Gannon didn’t seem to think the comment worth more than a grin. “In Mur-Vallis, I tried forming an alliance with the Cull Tarr. They preached in the warrens’ markets and in the tiers, just as they do here. Why not? They had an audience; I had a message. The tier wards tolerate them, fond of their sermons of entitlement. I’m partial to their message of revolution.”
He rubbed his jaw and scanned the room, his gaze pausing for a heartbeat on Whitt. “I arranged a meeting, much like this. The preachers never showed. Instead, influencers and tier guards paid us a visit. They killed six of us and hung nine the next morning. The Cull Tarr swore the Founders’ intervened against us. They claimed that the gods disapproved of our mission, that we failed to demonstrate a true belief in the Protocols and were unworthy of their protection. I am done with the Cull Tarr.”
From the bar behind him, he grabbed his cup and tipped back a swallow. “They can keep their gods: I want their vote.”
His gaze shifted again to Whitt before moving on. “Manus puts coins in your pockets and life feels fine, like things are changing in the warrens. Sianna does the same, bribing men and women for their compliance, paying us to stay where we are and not ask for more.”
Gannon paused when six new faces ambled into the bar. Whitt had a good view, his back to the wall, the hair on his neck standing at attenti
on. Whether they were guards or enforcers, their presence by the door stirred a murmur of trepidation from the folks at the tables. Gannon glanced at Tiler and then raised his voice to the crowd. “When they’ve used us up for their ambitions, we’re back to the warrens, back to the same tragic tales for ourselves and our children. Manus and Sianna plan to pit us warrens against warrens for their political aims. We’re going to fight their battles for nothing and die for nothing when we should be fighting for ourselves and each other.”
At his last word, the men supporting Gannon pounded their cups on the table and hooted their approval. The Spiked Barrel’s customers joined the chorus while Gannon spun and dodged behind the bar. Before Whitt could react, Tiler and his companions lurched to their feet. Their table flew toward the group at the door. The barkeep cursed and shouted threats, but too late to stop a chair from splintering against the bar. Tiler and his crew stampeded for the men at the door who met them halfway.

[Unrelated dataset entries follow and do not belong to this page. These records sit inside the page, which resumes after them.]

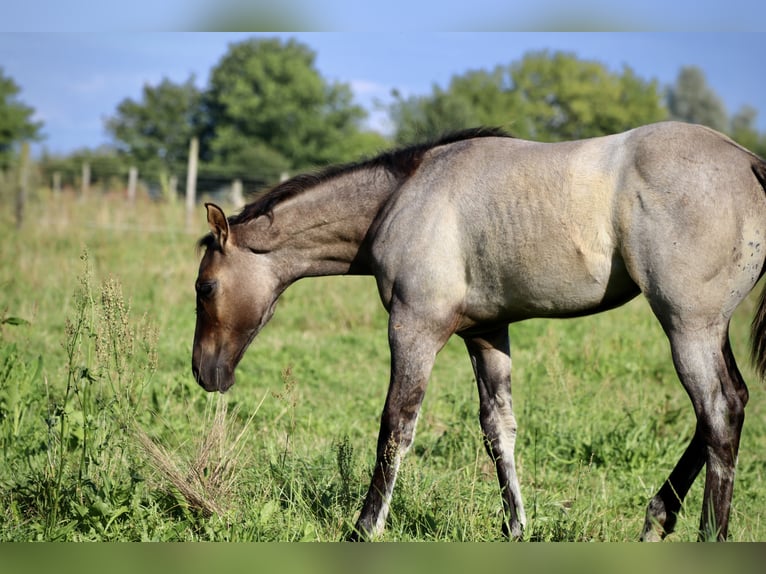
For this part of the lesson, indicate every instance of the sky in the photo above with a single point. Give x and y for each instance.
(75, 80)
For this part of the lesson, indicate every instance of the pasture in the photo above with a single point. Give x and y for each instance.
(96, 326)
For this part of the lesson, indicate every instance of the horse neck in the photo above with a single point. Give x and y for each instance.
(321, 231)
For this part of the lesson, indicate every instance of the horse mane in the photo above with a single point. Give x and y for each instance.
(401, 163)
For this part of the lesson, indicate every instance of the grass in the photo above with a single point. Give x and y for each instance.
(105, 436)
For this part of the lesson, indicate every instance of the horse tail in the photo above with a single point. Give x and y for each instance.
(758, 327)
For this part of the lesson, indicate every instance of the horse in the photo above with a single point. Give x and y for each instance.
(472, 232)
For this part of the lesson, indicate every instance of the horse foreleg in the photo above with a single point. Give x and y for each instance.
(413, 351)
(491, 358)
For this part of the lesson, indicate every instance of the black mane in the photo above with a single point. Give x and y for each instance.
(401, 163)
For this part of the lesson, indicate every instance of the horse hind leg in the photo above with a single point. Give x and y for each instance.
(490, 355)
(707, 369)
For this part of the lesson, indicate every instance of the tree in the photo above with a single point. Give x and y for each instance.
(691, 100)
(267, 102)
(16, 124)
(544, 96)
(557, 96)
(156, 130)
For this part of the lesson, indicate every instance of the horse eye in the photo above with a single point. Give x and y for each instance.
(205, 289)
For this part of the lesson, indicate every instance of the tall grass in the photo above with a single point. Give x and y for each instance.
(105, 436)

Whitt grabbed his staff and rapped the head of a giant too eager to pull a knife. “Gannon!”
Gannon glanced his way before Tiler grabbed him by the collar and thrust him out the door.

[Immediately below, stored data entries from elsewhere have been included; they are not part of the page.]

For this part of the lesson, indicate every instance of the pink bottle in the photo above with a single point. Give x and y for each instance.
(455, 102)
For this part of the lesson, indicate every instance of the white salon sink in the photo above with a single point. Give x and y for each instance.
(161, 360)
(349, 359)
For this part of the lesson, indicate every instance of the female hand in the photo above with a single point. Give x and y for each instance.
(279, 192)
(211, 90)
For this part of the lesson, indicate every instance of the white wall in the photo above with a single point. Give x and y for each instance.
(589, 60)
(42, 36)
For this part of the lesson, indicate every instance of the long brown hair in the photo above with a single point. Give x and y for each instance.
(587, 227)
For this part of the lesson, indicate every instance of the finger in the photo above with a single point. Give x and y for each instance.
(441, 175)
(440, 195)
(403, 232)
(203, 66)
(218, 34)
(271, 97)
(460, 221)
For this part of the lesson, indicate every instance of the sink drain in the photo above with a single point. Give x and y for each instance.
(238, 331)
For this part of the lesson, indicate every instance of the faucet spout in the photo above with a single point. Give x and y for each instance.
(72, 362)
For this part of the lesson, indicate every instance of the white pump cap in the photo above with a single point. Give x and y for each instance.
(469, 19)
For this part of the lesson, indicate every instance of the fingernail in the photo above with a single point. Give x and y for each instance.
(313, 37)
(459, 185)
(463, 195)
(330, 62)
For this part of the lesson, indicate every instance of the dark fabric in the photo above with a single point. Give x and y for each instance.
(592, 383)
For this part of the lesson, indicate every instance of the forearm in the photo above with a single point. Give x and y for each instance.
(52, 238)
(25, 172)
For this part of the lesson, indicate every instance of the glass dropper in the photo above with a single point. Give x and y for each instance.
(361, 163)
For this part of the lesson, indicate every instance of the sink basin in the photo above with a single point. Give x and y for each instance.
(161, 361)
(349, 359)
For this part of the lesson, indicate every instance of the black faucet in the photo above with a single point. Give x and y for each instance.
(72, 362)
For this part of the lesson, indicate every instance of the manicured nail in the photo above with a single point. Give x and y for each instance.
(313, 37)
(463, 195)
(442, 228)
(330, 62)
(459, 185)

Stuck in a corner, Whitt sighed. He hadn’t the clearance to fight effectively, but his stick was an adequate deterrent to anyone with thoughts in that direction. He thrust with the blunt end, thumping the chest of a bearded man who used a chair leg as a club. The staff swung low, and a wiry fellow landed flat on his back. Whitt edged along the bar, keeping clear of the chaos. He tossed a silver coin to the red-faced barkeep who snatched it from the air and knocked a man over the head with a bottle.
Gannon’s companions had fled, and the fight swiftly dwindled to a dozen bruised and bloodied bodies landing punches. Whitt slipped into the alley and wrinkled his nose at a fresh whiff of the trenches. The shouts of a new battle decided his direction—toward the noise and stench, staff gripped for a fight. He dashed down the alley to the first intersection and slowed to peer around the corner. Gannon, Tiler, and one of their companions were still on their feet, but they faced four opponents, all armed with blades. Whitt sucked in a breath, prepared to even the score, and hooked the corner.